In this exercise you will be carrying out chi-squared tests and likelihood-based analysis of case/control data, to test for genetic association.
The methodology used is standard methodology for case/control
analysis (chi-squared tests and logistic regression) as
described in the lectures and implemented in various computer
packages.
Some of the commands that you will type in order to
do the analysis may seem a bit mystifying if you are not
familiar with using statistical packages such as R.
Don't worry too much if you don't understand all the details!
If you decide to regularly use a statistical package such as R
to analyse your own data, it will be important to
learn how to use that particular package appropriately through attendance on
a training course or careful
reading of an introductory textbook.
PLINK has an extensive set of docmentation including a pdf manual, a web-based tutorial and web-based documentation:
http://pngu.mgh.harvard.edu/~purcell/plink/
The R website is at
http://www.r-project.org/
From within
R, one can obtain help on any command xxxx by typing `help(xxxx)'
Full documentation can be found at
http://www.mrc-bsu.cam.ac.uk/personal/frank/software/unphased/
The program runs either in command-line mode, or through a Java-based
graphical interface.
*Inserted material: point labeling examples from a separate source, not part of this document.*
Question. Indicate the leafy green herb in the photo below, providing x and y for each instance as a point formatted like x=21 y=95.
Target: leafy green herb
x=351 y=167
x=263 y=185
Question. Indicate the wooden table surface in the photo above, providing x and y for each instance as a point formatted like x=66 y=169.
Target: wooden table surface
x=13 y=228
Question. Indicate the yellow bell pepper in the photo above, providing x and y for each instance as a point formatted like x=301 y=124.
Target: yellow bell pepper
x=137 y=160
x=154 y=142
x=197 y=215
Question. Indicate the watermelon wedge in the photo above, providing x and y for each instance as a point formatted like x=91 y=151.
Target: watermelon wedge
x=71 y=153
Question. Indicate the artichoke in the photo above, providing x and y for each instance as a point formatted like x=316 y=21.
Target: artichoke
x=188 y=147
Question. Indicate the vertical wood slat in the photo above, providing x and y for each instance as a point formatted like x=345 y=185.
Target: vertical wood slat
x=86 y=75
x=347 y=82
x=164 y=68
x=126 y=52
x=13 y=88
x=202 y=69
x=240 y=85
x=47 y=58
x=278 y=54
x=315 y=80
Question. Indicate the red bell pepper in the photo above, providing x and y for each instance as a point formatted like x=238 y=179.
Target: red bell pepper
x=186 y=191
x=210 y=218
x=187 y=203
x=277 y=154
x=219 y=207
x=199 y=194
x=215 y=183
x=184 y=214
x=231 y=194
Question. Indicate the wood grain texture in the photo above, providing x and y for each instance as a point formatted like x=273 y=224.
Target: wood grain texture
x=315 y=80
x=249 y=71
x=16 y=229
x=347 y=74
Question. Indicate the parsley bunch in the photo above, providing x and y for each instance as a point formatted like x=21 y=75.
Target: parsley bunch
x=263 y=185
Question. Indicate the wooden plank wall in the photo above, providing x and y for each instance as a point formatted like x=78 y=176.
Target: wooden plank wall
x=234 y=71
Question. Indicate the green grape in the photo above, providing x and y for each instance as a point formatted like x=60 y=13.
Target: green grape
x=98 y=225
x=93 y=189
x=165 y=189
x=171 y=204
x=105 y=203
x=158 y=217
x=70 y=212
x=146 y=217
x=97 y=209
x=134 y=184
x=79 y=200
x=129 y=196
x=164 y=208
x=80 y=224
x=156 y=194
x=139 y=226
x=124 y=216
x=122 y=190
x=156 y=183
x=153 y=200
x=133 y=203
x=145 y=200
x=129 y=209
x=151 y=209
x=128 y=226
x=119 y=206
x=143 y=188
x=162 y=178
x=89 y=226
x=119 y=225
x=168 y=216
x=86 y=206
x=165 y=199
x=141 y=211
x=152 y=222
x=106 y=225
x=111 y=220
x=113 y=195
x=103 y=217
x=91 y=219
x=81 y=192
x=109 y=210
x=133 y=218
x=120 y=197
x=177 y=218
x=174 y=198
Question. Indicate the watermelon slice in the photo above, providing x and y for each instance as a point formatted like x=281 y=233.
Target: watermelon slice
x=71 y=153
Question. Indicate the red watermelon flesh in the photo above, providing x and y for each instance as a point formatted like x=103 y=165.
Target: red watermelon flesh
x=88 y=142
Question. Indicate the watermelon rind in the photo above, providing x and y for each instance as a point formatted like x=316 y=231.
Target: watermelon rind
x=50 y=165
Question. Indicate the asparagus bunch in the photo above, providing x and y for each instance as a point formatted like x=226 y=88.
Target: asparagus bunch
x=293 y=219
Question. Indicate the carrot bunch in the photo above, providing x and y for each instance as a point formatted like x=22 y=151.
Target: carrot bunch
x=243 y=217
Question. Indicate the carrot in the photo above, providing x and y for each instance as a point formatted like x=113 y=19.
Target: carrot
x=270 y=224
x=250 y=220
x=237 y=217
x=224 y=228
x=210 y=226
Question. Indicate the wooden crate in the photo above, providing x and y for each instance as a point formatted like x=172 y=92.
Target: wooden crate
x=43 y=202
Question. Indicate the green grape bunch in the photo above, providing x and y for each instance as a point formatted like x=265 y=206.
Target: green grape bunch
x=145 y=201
We will be using the command-line mode, since this
is easier to explain and allows greater control over the desired options.
The data consists of genotype data at 4 linked SNP loci, typed in 384 type 1 diabetes cases and 672 controls.
Appropriate data for this exercise is genotype data for
a set of linked or unlinked loci typed in a group of unrelated
affected individuals (cases) and in a group of unaffected
or randomly chosen individuals from the same population
(controls). Ideally a larger data
set should be used than we consider here e.g. 1000 cases and 1000
controls might be considered a reasonable number.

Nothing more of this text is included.